According to the authors, a frequent problem when defining strategic sourcing is that professionals limit its scope so they also limit the impact of strategic sourcing. This mistake is done simply by limiting strategic sourcing to the general objective of cutting costs. When done appropriately, strategic sourcing can impact not only costs but also the financials of the company and the purchasing and procurement processes. Hence, authentic strategic sourcing should take into account a broader plethora of issues such as: information availability, organizational commitment, supply market understanding, total cost evaluation, modifying approach towards suppliers, organizational role changes and culture/process for continuous improvement.
Strategic sourcing also presents a great opportunity for organizational alignment because in the process the overall business strategy of a company should be aligned with the business objectives of the company. Hence, this offers upper and middle management the opportunity to clarify and communicate corporate goals and objectives to employees.
The article offers three best practice case studies. The companies studied in these cases are Dial Corporation, Baker Hughes and Donnelly Corporation. I will comment on the Donnelly Corporation because it is the case that I enjoyed the most. Based in Holland, Michigan this corporation works manufacturing a plethora of products in the fields of hardware and software electronics.

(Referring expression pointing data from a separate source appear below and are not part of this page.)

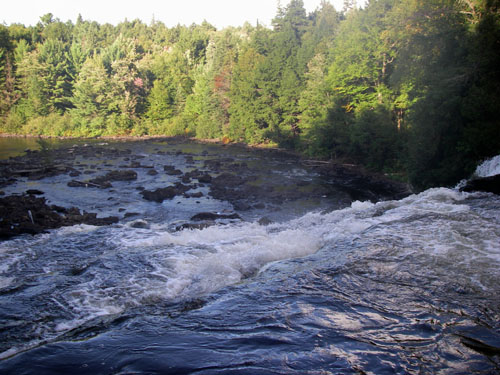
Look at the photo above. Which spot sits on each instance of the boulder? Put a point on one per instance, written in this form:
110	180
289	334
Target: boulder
487	184
161	194
214	216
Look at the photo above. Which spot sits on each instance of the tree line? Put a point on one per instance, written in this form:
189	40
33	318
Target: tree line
406	87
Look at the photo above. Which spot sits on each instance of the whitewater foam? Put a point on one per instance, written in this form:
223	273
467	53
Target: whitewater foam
488	168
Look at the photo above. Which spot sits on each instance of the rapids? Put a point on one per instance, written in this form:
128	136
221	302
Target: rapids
406	286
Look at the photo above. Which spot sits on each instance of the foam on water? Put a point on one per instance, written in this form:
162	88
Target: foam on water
137	267
488	168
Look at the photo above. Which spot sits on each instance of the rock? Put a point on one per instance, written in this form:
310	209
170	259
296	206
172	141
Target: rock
130	214
241	206
34	192
213	216
265	221
139	224
228	180
170	170
27	214
126	175
203	225
160	194
205	178
487	184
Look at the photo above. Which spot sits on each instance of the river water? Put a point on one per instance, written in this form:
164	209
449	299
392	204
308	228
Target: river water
330	287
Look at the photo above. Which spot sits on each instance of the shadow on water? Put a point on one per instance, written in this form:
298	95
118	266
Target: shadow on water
397	287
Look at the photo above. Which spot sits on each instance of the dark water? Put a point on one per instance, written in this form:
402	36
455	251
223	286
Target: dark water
331	287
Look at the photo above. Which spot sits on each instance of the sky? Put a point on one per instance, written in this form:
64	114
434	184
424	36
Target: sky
220	13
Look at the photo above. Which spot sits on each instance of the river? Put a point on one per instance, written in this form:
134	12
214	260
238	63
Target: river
328	286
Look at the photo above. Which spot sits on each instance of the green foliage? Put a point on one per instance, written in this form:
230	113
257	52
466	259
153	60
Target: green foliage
408	86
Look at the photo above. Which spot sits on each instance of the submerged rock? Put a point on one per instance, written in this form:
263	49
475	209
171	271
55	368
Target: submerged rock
489	184
27	214
214	216
161	194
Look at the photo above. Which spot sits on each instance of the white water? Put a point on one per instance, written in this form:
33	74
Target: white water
130	268
162	266
490	167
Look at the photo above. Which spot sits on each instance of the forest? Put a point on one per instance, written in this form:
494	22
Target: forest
409	88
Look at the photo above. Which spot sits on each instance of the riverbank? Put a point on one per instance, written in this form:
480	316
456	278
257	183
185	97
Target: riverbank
112	164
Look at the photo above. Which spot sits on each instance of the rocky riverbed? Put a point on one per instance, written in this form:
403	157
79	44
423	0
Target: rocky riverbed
219	174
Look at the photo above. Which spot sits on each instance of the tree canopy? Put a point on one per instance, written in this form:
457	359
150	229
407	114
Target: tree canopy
410	88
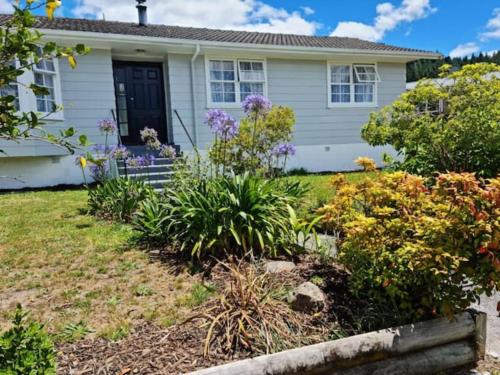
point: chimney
(143, 12)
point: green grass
(320, 188)
(68, 267)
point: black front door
(140, 100)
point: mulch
(150, 349)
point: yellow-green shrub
(426, 250)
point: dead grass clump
(246, 318)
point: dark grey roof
(212, 35)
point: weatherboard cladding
(212, 35)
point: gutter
(248, 47)
(193, 96)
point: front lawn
(321, 190)
(78, 274)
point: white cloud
(253, 15)
(387, 19)
(308, 11)
(5, 6)
(493, 27)
(465, 49)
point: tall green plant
(450, 127)
(259, 144)
(238, 214)
(26, 349)
(118, 198)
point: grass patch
(69, 268)
(321, 190)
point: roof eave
(159, 41)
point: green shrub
(26, 349)
(442, 128)
(118, 199)
(425, 251)
(238, 214)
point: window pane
(340, 74)
(228, 75)
(365, 74)
(363, 93)
(216, 75)
(40, 105)
(217, 87)
(252, 71)
(11, 90)
(229, 97)
(247, 88)
(39, 79)
(341, 93)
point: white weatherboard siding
(327, 138)
(88, 96)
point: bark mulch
(148, 350)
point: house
(158, 76)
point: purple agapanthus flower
(120, 152)
(140, 161)
(102, 149)
(221, 123)
(107, 126)
(99, 172)
(256, 104)
(284, 149)
(168, 152)
(150, 138)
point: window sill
(55, 117)
(223, 105)
(353, 105)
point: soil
(150, 349)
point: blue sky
(457, 26)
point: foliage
(118, 198)
(425, 68)
(260, 144)
(26, 348)
(426, 250)
(464, 136)
(237, 214)
(21, 48)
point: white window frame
(236, 64)
(27, 99)
(351, 103)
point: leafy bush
(118, 198)
(26, 348)
(454, 127)
(426, 250)
(235, 214)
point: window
(45, 75)
(252, 78)
(352, 84)
(11, 89)
(222, 81)
(231, 81)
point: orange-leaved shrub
(425, 250)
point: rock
(279, 266)
(308, 298)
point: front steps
(156, 175)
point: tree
(440, 128)
(21, 48)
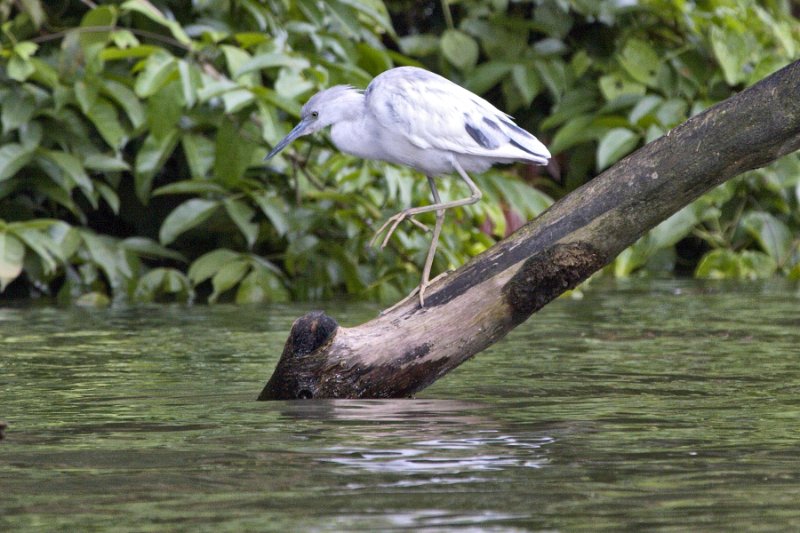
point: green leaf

After studying it global organizational structure this company realized that it was beneficial for them to centralize their purchasing operations. As a result, it consolidated its three independent purchasing operations in the United States to leverage opportunities from the increase in sales in the industry.
This change was undertaken because the decentralized structure was actually leading to a rise of material costs. Labeled as the “Donnelly Procurement Plan,” this initiative allowed Donnelly Corporation to enjoy a 5.2 percent decrease in projected materials costs, a 25 percent improvement in supplier quality measures, and the corporation was on target for a 50 percent reduction in the size of its production supply base.
Though this article mentions that cutting cost should not be the sole incentive for strategic sourcing I think that in most cases this is the incentive for companies to embark in a strategic sourcing initiative. What do you think, is cutting costs generally the incentive to engage in strategic sourcing?